Most large employer plans stopped denying coverage for anyone with pre-existing conditions several years ago, due to other laws, Pollitz said. With the 2010 change, non-group plans no longer could deny children coverage because of a pre-existing condition, but they could charge more. Sometimes, that kept sick kids off the plans.

"Insurers that wanted to could just use a different method to make them go away," Pollitz said, adding that children will see a greater benefit next year, when plans can no longer charge more for pre-existing conditions.

Similarly, doing away with lifetime limits had less impact than doing away with annual limits will - a change scheduled for 2014 - because few people actually hit lifetime limits.

People most at risk for a rescission were those in the individual market who filed large claims in the first few years on the policy, Pollitz said. Insurers would review their paperwork and sometimes find reasons to take away the coverage.

The 2010 change protected people from being dumped from plans after an expensive claim, but it didn't limit the premium increase that insurers could charge upon renewal. Starting next year, premiums in the individual and small group markets may vary based only on age, tobacco use, family size and geography.

"The widespread impact was to make coverage more secure for people," Pollitz said.

policy change

Medical loss ratio

Insurance companies must give consumers refunds if they fail to spend 85 percent of large-group premium revenue and 80 percent of individual and small-group revenue on either medical care or quality- improvement efforts versus administrative costs.

Took effect: Rebates first became available in 2012 for coverage purchased in 2011.

How did it go? Insurers returned a total of $43.1 million to Virginians in 2012, with 687,000 people benefiting. The average refund per family was $115.

In the program's second year, Virginia's total rebate amount dropped to $11.9 million for plans covering about 236,000 people.

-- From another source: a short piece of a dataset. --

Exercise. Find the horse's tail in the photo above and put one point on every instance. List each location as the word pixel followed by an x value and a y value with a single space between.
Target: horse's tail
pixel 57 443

The average amount was $88.

Pollitz said the decrease in rebate amounts actually is good for consumers.

"It means that insurance got more efficient," she said, "that insurers used more of your premium dollars to pay claims and less to pay for operations - essentially their computers, their staff and CEO salaries, their profits - so that you're getting more for your money in terms of coverage."

policy change

Rate review

Insurance companies must publicly justify requests for premium rate increases of 10 percent or more for plans in the individual and small-group markets.

Took effect: Began in 2011.

How did it go? Before this change was implemented, three out of four requests for premium increases were for hikes of 10 percent or more, federal officials say. Now, their requests reach that level 14 percent of the time.

Virginia'sBureau of Insurance hasn't tracked this information on the state level, according to spokesman Kenneth Schrad. A Kaiser study of requests published online showed that, in 2011, federal officials reviewed three Virginia requests for increases of 10 percent or higher. The average requested change was 14 percent, and all three were found to be unreasonable. According to the study, Virginia officials reviewed 70 filings in 2011. The average rate change request was 2.9 percent, which also was the average rate change implemented.

Virginia received $1 million to bolster its rate review.

Earlier this year, the General Assembly changed state law, expanding the bureau's authority to review rates of all plans in the individual and small group markets. Virginia now has an "effective rate review" program and has been responsible for reviewing rates in both markets since April.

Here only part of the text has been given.